Por Nelson José de Camargo*
O ser humano chamou a si mesmo de “homo sapiens”, homem sábio. O único capaz de raciocinar, “feito à imagem e semelhança do criador”, e por isso mesmo com direito de impor seu domínio sobre a natureza e sobre as demais criaturas.
Comportamentos ditos racionais podem ter outros fundamentos. Vejamos alguns exemplos.
Em uma escolha entre agir e não fazer nada, um agente racional não irá agir se os custos esperados para a ação superarem os respectivos benefícios. Este princípio, porém, é violado nas eleições: uma vez que nenhuma eleição em nível nacional jamais foi decidida por um único voto, o voto de um indivíduo não faz qualquer diferença no resultado e ele pode enfrentar problemas consideráveis para votar. No entanto, as pessoas votam em grande número.
Pode-se alegar que esse exemplo é mais adequado para os países em que o voto é facultativo; no Brasil é obrigatório, assim como em pouco mais de 20 países, 11 deles nas Américas do Sul e Central. Ser obrigado a votar não é, por sua vez, um procedimento totalmente contrário a razão? E se nenhum dos candidatos nos agradar? E se formos contra o modelo de democracia representativa ocidental?
Na grande maioria dos países desenvolvidos, o voto é facultativo, com algumas exceções: Austrália, Bélgica e Luxemburgo.

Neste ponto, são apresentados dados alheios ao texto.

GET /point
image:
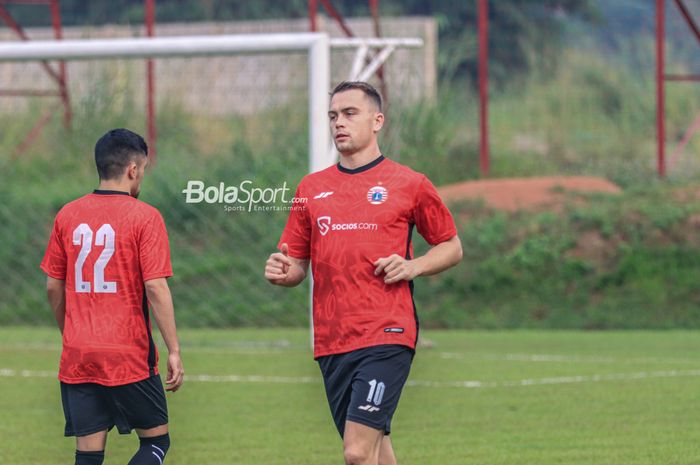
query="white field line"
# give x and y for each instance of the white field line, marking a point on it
(549, 358)
(9, 373)
(276, 347)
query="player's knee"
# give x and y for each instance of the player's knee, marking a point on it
(355, 455)
(89, 458)
(152, 450)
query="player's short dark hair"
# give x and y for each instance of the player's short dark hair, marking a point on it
(115, 150)
(365, 87)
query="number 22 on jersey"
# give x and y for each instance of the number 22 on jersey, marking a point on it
(82, 236)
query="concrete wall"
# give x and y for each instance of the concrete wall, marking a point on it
(225, 85)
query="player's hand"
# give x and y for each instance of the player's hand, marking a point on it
(396, 268)
(277, 265)
(176, 374)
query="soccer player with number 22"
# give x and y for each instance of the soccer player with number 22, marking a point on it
(355, 229)
(108, 257)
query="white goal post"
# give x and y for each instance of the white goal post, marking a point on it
(321, 152)
(316, 44)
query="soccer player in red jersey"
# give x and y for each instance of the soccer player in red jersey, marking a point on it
(107, 258)
(355, 229)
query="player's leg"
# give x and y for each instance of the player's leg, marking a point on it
(90, 449)
(386, 452)
(143, 407)
(376, 389)
(89, 417)
(361, 444)
(153, 445)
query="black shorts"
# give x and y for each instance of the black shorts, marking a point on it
(364, 385)
(90, 408)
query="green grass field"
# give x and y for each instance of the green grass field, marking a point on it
(488, 398)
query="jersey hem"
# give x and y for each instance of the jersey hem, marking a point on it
(162, 274)
(53, 275)
(103, 382)
(344, 350)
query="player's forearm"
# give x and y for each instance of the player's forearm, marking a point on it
(56, 292)
(159, 296)
(295, 275)
(440, 257)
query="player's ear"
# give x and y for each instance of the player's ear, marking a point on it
(132, 171)
(378, 121)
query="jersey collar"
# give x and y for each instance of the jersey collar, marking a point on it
(362, 168)
(105, 192)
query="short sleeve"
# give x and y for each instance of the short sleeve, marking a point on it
(54, 262)
(154, 249)
(433, 220)
(297, 232)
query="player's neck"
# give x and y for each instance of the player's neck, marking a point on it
(114, 185)
(358, 159)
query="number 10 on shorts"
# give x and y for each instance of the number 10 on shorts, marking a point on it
(376, 392)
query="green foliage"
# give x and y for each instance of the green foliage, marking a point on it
(524, 34)
(624, 261)
(601, 262)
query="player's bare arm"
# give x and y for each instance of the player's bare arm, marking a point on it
(161, 301)
(439, 258)
(56, 291)
(283, 270)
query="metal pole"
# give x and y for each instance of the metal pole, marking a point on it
(660, 97)
(483, 87)
(319, 72)
(150, 83)
(63, 83)
(313, 10)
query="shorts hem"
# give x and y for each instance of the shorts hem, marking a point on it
(365, 422)
(87, 432)
(147, 427)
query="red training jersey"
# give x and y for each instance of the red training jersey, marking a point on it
(351, 219)
(105, 245)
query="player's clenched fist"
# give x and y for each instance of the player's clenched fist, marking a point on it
(396, 268)
(277, 265)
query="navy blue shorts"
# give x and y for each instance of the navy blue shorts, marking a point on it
(90, 407)
(364, 385)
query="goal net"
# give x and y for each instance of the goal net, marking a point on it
(240, 119)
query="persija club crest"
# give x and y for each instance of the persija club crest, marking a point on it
(377, 195)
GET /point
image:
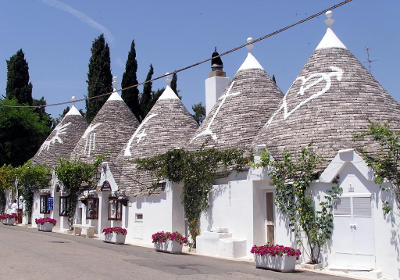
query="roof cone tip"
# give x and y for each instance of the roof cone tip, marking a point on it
(249, 45)
(329, 20)
(168, 79)
(115, 83)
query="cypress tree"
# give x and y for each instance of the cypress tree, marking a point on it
(99, 77)
(131, 96)
(146, 98)
(18, 85)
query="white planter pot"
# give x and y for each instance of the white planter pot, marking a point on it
(114, 238)
(46, 227)
(283, 264)
(8, 221)
(169, 246)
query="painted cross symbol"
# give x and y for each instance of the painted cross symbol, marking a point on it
(90, 137)
(127, 151)
(327, 77)
(207, 130)
(59, 130)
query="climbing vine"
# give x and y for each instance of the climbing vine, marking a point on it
(198, 170)
(31, 178)
(386, 160)
(292, 178)
(73, 174)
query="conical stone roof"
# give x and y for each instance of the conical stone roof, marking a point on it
(167, 126)
(108, 132)
(330, 101)
(241, 111)
(62, 139)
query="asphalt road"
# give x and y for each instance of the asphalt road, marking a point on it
(28, 254)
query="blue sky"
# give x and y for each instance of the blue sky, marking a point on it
(56, 37)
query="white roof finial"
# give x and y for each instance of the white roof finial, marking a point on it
(168, 79)
(329, 21)
(249, 47)
(115, 83)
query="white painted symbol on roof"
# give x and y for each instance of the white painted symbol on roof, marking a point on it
(305, 86)
(139, 137)
(60, 130)
(207, 130)
(90, 137)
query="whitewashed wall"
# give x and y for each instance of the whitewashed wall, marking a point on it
(162, 212)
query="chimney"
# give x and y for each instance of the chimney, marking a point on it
(216, 81)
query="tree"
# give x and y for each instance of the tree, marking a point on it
(146, 97)
(21, 133)
(31, 178)
(72, 175)
(386, 161)
(99, 77)
(131, 95)
(18, 85)
(199, 112)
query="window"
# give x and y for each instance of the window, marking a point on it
(92, 208)
(139, 217)
(65, 205)
(43, 204)
(114, 209)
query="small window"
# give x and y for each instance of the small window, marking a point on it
(343, 207)
(139, 217)
(362, 206)
(43, 204)
(92, 208)
(65, 205)
(114, 209)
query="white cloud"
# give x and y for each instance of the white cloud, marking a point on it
(81, 16)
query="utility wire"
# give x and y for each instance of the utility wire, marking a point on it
(194, 64)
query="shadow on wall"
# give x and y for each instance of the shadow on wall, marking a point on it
(217, 190)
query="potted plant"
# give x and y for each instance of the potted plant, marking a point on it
(169, 242)
(45, 224)
(275, 257)
(8, 219)
(115, 235)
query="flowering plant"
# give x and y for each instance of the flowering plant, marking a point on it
(8, 216)
(173, 236)
(41, 221)
(117, 230)
(275, 250)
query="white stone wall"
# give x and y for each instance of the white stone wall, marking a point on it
(162, 212)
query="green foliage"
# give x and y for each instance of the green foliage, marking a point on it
(73, 175)
(99, 77)
(292, 178)
(385, 162)
(131, 95)
(31, 178)
(198, 170)
(199, 112)
(146, 96)
(18, 85)
(21, 133)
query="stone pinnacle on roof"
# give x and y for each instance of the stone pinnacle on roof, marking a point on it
(331, 100)
(330, 40)
(246, 104)
(108, 132)
(168, 93)
(62, 139)
(114, 95)
(250, 62)
(167, 126)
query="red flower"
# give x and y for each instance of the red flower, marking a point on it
(117, 230)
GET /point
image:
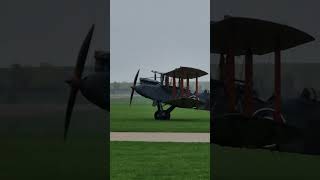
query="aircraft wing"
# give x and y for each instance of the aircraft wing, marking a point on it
(185, 102)
(186, 72)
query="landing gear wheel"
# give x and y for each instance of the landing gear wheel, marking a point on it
(162, 115)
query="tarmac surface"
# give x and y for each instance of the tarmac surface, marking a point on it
(160, 137)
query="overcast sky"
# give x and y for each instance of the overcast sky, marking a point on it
(50, 31)
(158, 35)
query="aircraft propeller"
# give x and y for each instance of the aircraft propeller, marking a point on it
(75, 81)
(134, 85)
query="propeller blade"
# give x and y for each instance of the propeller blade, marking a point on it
(75, 81)
(71, 101)
(134, 85)
(131, 96)
(82, 56)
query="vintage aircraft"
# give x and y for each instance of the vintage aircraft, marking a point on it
(95, 86)
(246, 120)
(162, 93)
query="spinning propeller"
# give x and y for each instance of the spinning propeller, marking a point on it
(134, 85)
(75, 81)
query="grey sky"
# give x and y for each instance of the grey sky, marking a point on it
(37, 31)
(158, 35)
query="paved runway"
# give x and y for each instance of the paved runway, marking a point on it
(160, 137)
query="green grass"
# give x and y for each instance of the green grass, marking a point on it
(152, 161)
(32, 145)
(139, 117)
(234, 163)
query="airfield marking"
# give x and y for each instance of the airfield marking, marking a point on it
(160, 137)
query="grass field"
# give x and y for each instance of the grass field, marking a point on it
(32, 144)
(153, 161)
(139, 118)
(234, 163)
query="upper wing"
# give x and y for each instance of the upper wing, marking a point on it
(186, 72)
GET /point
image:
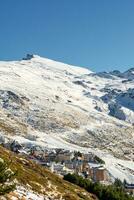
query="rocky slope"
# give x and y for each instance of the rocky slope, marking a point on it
(34, 182)
(47, 103)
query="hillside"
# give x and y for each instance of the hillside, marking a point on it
(51, 104)
(37, 183)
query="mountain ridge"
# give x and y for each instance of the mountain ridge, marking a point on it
(48, 103)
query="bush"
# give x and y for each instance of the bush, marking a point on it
(6, 178)
(103, 192)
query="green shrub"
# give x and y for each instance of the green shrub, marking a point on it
(103, 192)
(6, 178)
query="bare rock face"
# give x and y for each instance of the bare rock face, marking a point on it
(39, 96)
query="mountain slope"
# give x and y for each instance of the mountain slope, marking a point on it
(36, 182)
(47, 103)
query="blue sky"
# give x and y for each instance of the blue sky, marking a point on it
(94, 33)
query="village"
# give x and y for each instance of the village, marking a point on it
(62, 162)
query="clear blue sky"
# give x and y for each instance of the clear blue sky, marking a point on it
(94, 33)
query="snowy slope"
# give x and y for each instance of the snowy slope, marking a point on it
(49, 103)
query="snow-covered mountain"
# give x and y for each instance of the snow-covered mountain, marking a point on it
(49, 103)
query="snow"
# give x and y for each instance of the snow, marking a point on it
(63, 106)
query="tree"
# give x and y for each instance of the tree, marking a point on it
(6, 178)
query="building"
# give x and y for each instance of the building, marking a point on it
(64, 156)
(129, 188)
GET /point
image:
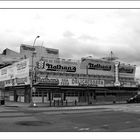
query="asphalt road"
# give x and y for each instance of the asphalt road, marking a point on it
(105, 118)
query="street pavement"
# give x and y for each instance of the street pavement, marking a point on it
(20, 117)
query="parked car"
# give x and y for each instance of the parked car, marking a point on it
(135, 99)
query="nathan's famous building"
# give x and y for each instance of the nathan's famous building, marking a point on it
(87, 80)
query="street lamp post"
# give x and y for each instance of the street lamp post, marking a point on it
(32, 71)
(87, 81)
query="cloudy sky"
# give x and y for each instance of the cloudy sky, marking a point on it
(75, 32)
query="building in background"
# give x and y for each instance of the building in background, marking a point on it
(86, 80)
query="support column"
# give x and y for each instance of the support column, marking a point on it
(117, 83)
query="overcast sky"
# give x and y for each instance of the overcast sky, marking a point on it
(75, 32)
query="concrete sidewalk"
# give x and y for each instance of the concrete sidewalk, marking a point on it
(48, 108)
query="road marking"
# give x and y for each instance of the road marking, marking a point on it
(128, 122)
(82, 129)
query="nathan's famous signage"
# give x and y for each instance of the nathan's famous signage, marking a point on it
(126, 69)
(55, 67)
(99, 66)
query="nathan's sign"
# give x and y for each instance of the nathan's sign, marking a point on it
(126, 70)
(99, 66)
(55, 67)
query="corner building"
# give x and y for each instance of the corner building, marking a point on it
(87, 80)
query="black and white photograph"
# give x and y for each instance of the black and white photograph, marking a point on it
(69, 70)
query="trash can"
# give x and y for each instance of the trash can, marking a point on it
(2, 102)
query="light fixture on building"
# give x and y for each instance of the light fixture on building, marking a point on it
(32, 72)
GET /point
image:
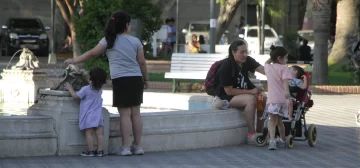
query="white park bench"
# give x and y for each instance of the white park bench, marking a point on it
(190, 66)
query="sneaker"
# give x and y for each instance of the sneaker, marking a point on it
(251, 139)
(99, 153)
(87, 153)
(272, 145)
(281, 143)
(125, 151)
(137, 150)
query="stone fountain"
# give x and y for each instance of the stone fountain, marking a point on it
(20, 83)
(59, 104)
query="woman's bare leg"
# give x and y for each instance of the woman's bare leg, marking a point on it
(100, 137)
(125, 125)
(137, 125)
(248, 102)
(89, 138)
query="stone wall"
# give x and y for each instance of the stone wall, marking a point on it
(27, 136)
(34, 8)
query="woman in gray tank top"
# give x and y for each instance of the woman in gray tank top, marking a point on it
(128, 74)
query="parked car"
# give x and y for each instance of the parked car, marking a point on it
(309, 36)
(199, 28)
(251, 35)
(20, 33)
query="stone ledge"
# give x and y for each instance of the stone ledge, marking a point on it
(27, 136)
(188, 129)
(318, 89)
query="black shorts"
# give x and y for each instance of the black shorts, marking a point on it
(128, 91)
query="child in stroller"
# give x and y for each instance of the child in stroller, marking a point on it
(295, 129)
(296, 84)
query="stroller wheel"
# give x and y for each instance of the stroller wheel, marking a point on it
(312, 135)
(260, 140)
(289, 141)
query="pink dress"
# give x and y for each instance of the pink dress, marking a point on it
(276, 102)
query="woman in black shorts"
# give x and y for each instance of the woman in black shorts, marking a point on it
(128, 74)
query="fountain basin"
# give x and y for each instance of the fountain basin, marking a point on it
(65, 112)
(52, 128)
(21, 86)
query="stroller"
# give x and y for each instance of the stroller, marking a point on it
(295, 130)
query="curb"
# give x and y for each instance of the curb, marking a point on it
(319, 89)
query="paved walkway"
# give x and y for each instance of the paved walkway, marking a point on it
(338, 146)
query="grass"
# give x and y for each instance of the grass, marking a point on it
(159, 77)
(340, 78)
(335, 78)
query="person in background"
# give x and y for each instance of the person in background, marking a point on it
(305, 51)
(201, 39)
(129, 77)
(173, 32)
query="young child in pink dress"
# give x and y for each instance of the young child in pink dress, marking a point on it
(90, 116)
(277, 75)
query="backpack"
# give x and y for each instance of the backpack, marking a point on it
(210, 83)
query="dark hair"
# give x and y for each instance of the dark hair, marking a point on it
(305, 41)
(98, 78)
(299, 71)
(234, 47)
(201, 39)
(115, 25)
(277, 51)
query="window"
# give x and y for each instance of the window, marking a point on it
(25, 24)
(242, 31)
(200, 27)
(252, 33)
(268, 33)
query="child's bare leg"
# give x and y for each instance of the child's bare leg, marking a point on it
(100, 137)
(281, 127)
(89, 138)
(290, 108)
(272, 126)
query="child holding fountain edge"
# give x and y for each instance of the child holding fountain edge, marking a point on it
(90, 116)
(277, 75)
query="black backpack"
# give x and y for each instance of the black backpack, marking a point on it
(210, 83)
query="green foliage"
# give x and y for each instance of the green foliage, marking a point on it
(222, 2)
(90, 27)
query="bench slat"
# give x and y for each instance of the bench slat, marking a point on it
(196, 59)
(185, 75)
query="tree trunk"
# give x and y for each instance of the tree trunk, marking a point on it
(75, 44)
(227, 12)
(346, 30)
(321, 25)
(307, 23)
(166, 5)
(68, 11)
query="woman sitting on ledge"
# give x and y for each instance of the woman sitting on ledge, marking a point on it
(236, 87)
(194, 45)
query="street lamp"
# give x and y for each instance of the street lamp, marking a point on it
(177, 27)
(262, 26)
(52, 57)
(212, 26)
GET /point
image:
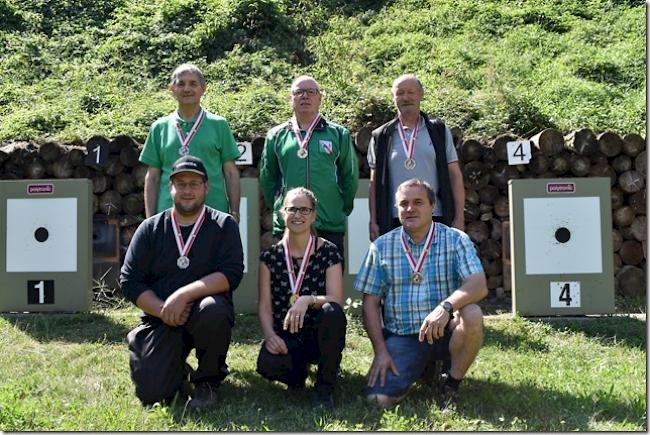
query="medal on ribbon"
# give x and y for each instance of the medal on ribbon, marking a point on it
(183, 261)
(303, 143)
(295, 282)
(416, 267)
(185, 141)
(409, 146)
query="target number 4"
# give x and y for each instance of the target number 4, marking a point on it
(565, 294)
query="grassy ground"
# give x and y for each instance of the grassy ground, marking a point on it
(70, 372)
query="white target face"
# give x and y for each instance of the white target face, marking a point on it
(42, 235)
(562, 235)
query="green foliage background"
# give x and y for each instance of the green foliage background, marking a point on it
(70, 69)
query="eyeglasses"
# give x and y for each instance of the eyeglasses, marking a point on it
(182, 185)
(302, 210)
(310, 92)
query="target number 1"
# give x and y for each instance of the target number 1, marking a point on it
(565, 294)
(40, 292)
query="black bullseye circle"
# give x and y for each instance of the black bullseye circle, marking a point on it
(562, 235)
(41, 234)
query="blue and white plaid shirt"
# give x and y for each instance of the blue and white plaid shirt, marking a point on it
(386, 273)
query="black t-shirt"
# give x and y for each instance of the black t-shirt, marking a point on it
(313, 284)
(150, 261)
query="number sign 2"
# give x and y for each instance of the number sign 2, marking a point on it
(565, 294)
(40, 292)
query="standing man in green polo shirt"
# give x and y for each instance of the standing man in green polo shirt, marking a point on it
(310, 151)
(191, 130)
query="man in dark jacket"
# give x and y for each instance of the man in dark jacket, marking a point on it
(413, 146)
(181, 269)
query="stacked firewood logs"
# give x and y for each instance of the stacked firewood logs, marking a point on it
(118, 186)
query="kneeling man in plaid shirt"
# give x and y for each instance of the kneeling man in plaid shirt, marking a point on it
(420, 285)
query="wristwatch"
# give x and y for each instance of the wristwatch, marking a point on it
(448, 307)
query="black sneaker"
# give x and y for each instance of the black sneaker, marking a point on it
(322, 400)
(448, 399)
(205, 394)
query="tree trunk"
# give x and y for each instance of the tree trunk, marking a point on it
(603, 170)
(500, 145)
(100, 182)
(622, 163)
(476, 175)
(50, 151)
(114, 166)
(617, 239)
(35, 169)
(549, 141)
(133, 203)
(110, 203)
(630, 281)
(471, 150)
(139, 172)
(638, 201)
(639, 228)
(124, 183)
(618, 198)
(631, 252)
(560, 164)
(583, 142)
(502, 207)
(501, 173)
(489, 194)
(633, 144)
(631, 182)
(640, 164)
(477, 231)
(579, 165)
(62, 168)
(623, 216)
(610, 143)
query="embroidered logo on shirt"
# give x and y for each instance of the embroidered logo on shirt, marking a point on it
(326, 145)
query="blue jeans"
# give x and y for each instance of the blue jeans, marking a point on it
(411, 358)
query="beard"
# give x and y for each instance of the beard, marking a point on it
(188, 210)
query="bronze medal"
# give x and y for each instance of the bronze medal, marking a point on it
(183, 262)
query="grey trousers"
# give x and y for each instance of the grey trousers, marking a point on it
(157, 352)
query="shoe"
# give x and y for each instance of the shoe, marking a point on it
(205, 395)
(448, 399)
(322, 400)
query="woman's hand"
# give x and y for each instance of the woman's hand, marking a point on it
(296, 315)
(276, 345)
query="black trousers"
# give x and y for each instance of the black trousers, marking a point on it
(321, 342)
(157, 352)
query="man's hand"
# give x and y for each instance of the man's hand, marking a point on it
(176, 309)
(433, 326)
(374, 231)
(276, 345)
(379, 368)
(458, 223)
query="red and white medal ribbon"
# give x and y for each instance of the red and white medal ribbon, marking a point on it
(409, 146)
(303, 143)
(296, 281)
(185, 141)
(417, 267)
(184, 247)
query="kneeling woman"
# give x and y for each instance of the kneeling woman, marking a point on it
(300, 297)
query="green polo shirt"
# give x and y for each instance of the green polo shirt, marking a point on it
(213, 143)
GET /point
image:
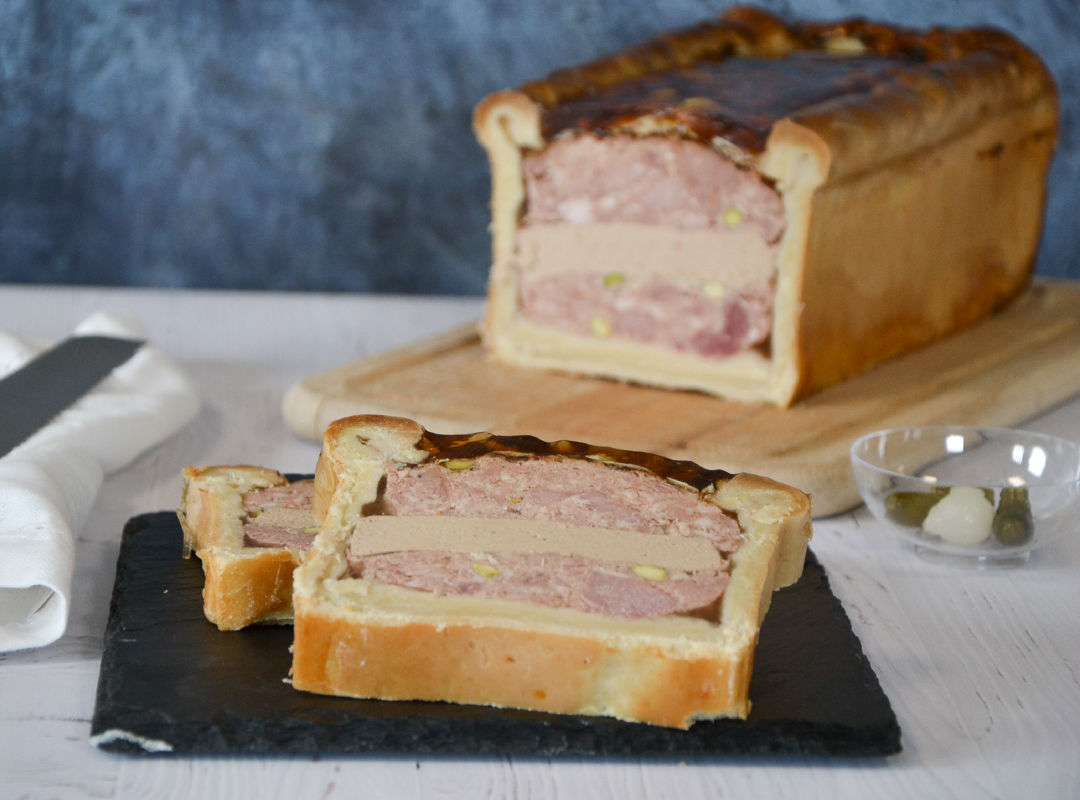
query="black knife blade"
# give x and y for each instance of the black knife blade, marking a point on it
(32, 395)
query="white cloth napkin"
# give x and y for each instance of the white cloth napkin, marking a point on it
(49, 483)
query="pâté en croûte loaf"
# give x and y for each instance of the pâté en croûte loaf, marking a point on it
(251, 527)
(555, 577)
(758, 208)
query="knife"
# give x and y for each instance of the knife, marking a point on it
(32, 395)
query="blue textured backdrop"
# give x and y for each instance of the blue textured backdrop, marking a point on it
(326, 144)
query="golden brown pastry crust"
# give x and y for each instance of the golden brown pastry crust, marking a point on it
(912, 211)
(368, 640)
(243, 585)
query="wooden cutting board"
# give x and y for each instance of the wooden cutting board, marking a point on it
(1002, 371)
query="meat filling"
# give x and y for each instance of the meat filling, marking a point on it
(656, 240)
(572, 491)
(280, 516)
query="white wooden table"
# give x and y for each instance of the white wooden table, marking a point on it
(983, 669)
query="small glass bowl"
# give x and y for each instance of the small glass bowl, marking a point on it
(981, 498)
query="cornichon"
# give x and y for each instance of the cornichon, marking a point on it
(909, 509)
(1013, 523)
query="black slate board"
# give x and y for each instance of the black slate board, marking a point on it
(172, 682)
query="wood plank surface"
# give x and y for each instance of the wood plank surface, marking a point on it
(1023, 361)
(981, 667)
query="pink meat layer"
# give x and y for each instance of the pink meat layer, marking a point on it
(297, 496)
(653, 179)
(658, 312)
(544, 580)
(574, 491)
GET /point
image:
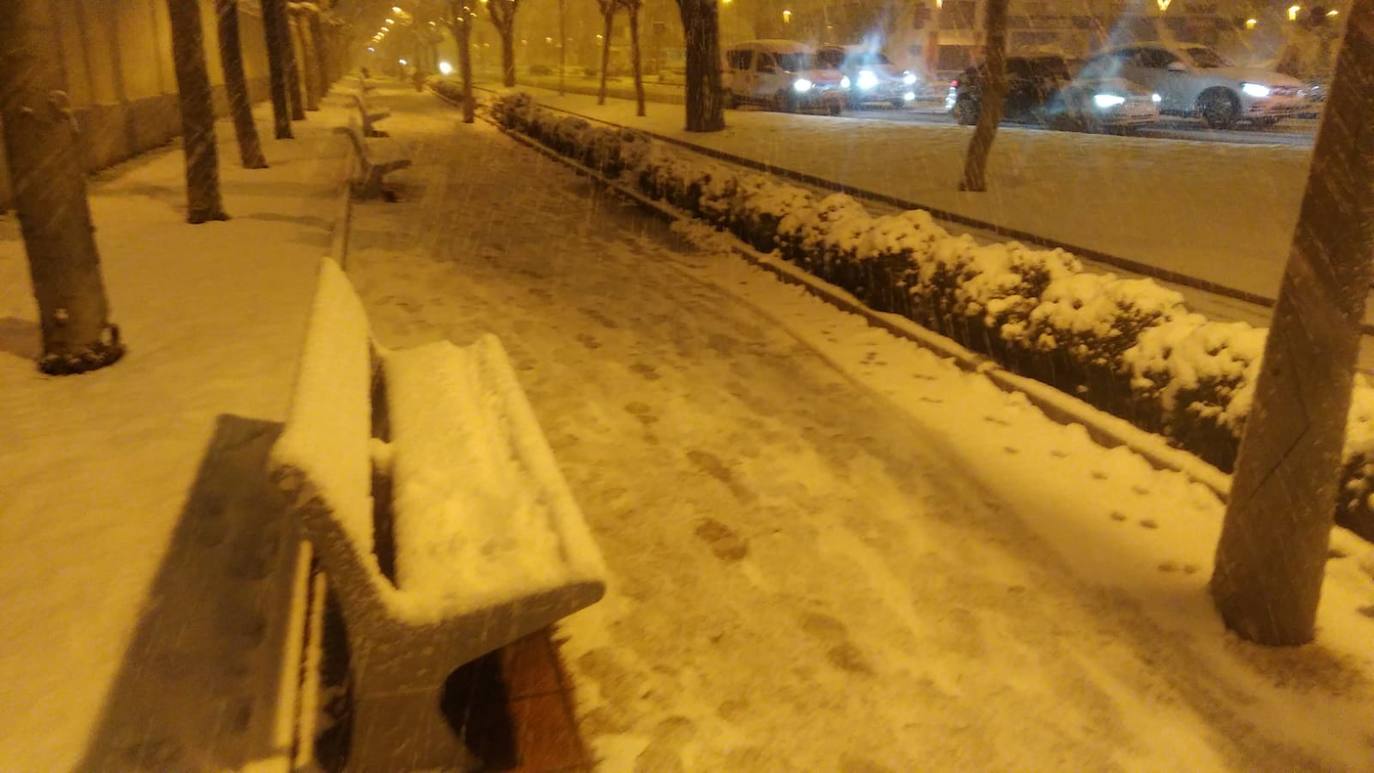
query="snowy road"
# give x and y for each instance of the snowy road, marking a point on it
(830, 549)
(1293, 132)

A atitude de comparecer a uma votação também pode ser determinada pelas normas sociais. Votar pode ser reflexo de normas sociais se o ato de votar for visível para outras pessoas que desaprovem quem se abstém de votar. Vota-se, portanto, para cumprir o papel de “bom cidadão” perante nossos vizinhos, colegas, amigos...
O que faz um agente racional quando deseja se unir a alguém, seja pelo casamento, ou qualquer outro tipo de “união estável”? Procura obter informações sobre as tendências comportamentais e emocionais dessa pessoa. É preciso conhecer bem uma pessoa para que um relacionamento dê certo. Mas isso muitas vezes não ocorre na prática. Levadas pelas emoções, as pessoas podem se unir por impulso, com resultados frequentemente desastrosos. Logo, o amor nos leva a fazer coisas que não faríamos se tivéssemos uma política mais racional de obtenção de informações.
O mesmo ocorre na compra de um imóvel, ou qualquer outro bem. Quando as pessoas se apaixonam por uma casa, ficam ansiosas para assinar o contrato e logo depois começam a descobrir os defeitos.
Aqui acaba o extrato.